The extreme intra-day highs and lows of stock, commodity, and futures prices have largely disappeared. The volatility as it is called in the biz is no longer evident. Whether you get your Financial Markets fix by casually tuning in to the evening news, or from analytics, such as the VIX, (volatility index) it tells the same story.
Derivatives once evil creators of volatility now facilitate passive investing
For three decades the financial markets have been getting more efficient. With that efficiency has come a decline in daily, ‘wild’ market gyrations.
Along with the volatile and drastic declines of the U.S. stock markets in 1987, 2001, and again in 2007-08, came some resilient developments. An interest in new derivative products evolved. Some emulated particular categories of investments. These derivatives were then parceled, which enabled one to invest in a piece of the whole pie so to speak. One could participate without having to purchase the whole underlying asset. Mutual Funds then ETF’s (exchange traded funds) and hundreds and hundreds of indexes. Many indexes are just relative performance benchmarks. However, some have had derivatives built to mimic them. This allows consumers, speculators, and investors to trade around or invest in them, again, without having to own the individual underlying asset.

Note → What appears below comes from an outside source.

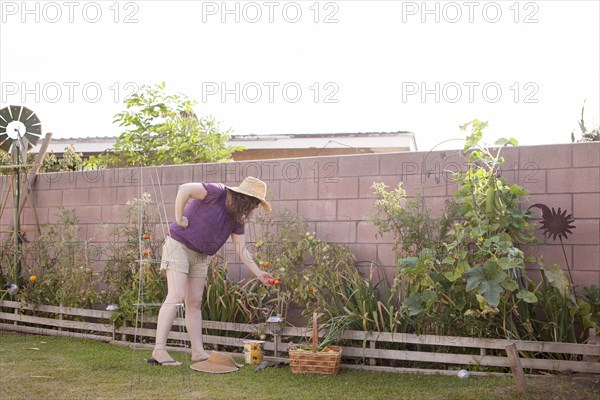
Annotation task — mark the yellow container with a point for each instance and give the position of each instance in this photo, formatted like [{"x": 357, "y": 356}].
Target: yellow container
[{"x": 253, "y": 351}]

The best known of these may be the S&P 500 index.
Financial market efficiency = calm
Along with more efficient ways to own securities, the price spreads between the underlying and the derivative products disappeared. This development took away the arbitrage that active and professional traders could profitably take advantage of on a daily basis.The advent of very passive investing in indexes or their derivatives evolved.
Many of the world’s largest pools of assets, decided that the risk of trying to outperform these benchmark indexes was too risky and expensive. On the other hand, some large pension funds actually moved towards greater risk, via Hedge Funds, in an effort to find returns that would meet their obligations to retirees. However, that is a whole other story.

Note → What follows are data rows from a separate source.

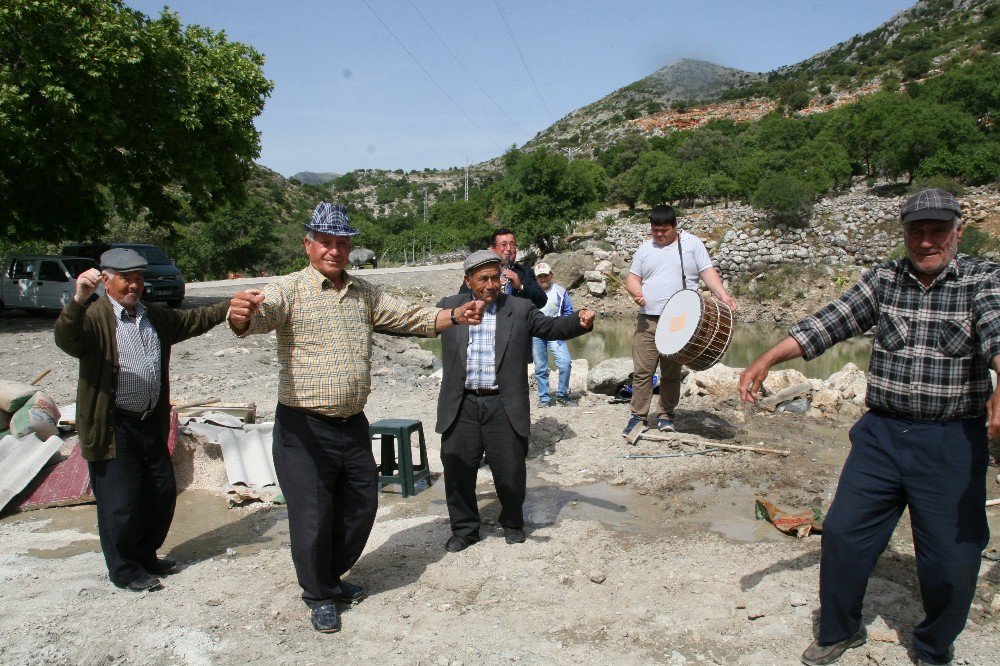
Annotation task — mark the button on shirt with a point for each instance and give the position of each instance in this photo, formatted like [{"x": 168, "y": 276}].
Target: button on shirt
[
  {"x": 325, "y": 337},
  {"x": 933, "y": 345},
  {"x": 138, "y": 359},
  {"x": 480, "y": 364}
]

Derivatives like ETF's make owning the segment of the market you want, easy and cost-effective
The markets have largely become commoditized or homogenized. Investors know that they can get a little higher rate (6-7 percent per annum) by being invested stocks, rather than bonds because they are the riskier asset. But over a hundred years the returns are pretty predictable. And with the only available investments being, stocks, bonds, cash (savings accounts) and some alternative assets, there just isn’t a lot of mystery in the markets these days. Speculate at your own risk! As such, long-term investing has largely become a matter of asset allocation (what percent of your money you put in which asset), if done conservatively.

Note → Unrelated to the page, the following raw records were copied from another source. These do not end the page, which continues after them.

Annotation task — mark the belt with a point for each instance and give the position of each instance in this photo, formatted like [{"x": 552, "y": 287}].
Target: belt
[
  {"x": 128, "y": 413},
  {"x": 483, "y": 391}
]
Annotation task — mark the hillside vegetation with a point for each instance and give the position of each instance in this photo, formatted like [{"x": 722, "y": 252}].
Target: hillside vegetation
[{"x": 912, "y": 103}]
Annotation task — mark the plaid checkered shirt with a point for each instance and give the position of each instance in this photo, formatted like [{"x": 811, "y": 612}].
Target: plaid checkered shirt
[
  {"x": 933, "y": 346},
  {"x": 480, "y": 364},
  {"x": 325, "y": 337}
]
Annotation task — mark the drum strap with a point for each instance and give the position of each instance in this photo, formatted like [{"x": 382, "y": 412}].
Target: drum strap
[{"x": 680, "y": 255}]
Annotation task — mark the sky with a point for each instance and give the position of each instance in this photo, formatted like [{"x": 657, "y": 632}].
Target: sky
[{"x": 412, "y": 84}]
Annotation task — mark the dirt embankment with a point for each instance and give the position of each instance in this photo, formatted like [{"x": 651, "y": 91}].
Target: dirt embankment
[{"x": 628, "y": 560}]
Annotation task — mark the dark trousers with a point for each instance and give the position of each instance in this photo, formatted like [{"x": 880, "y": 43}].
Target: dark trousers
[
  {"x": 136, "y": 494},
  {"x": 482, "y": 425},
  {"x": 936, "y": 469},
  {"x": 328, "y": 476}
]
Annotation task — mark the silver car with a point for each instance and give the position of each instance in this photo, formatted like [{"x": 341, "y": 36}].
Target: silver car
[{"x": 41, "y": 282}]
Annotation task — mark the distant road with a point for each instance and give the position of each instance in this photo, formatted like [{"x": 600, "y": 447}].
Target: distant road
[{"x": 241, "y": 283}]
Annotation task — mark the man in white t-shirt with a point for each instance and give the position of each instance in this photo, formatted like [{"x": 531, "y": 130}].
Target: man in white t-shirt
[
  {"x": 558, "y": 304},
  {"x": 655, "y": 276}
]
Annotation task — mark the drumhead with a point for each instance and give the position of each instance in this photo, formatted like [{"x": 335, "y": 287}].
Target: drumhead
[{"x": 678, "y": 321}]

Moreover, there are some interesting grey skies moving in that will affect the U.S. economy in the decades to come. The reaction to the U.S.Dollar vis a vis other world currency has changed. The dollar’s price on the foreign exchange markets has ceased to reflect the "flight to quality" characteristic that it historically owned. That is to say, that, when conflicts in Iran, Afghanistan or N.Korea, Syria and the rest of the Middle East arise, the predictable rise in the dollar (almost back to WWII) doesn’t occur. Commodity prices, valued in dollars, have also become less volatile. Since the last speculative run-up in Gold in the early '80s, it has lost its luster as the 'currency of last resort'.
The U.S. dollar value will be the key to our economic status in the world in 20 years
If the world’s reserve currency (that which most nations want in their vaults) is just based on relative confidence, that confidence in the U.S. dollar may be waning. Political scientists and economists know, that China will have the world’s largest economy by 2030. We know that there is great experimentation and speculation in cyber currencies. And though the titans of Wall St. have poo-pooed it, for now, we know that most financial transactions already take place in a digital world.
The question is, what will the world, in which the U.S. is not calling the economic shots, look like to our kids. One thing is for certain, it will be different.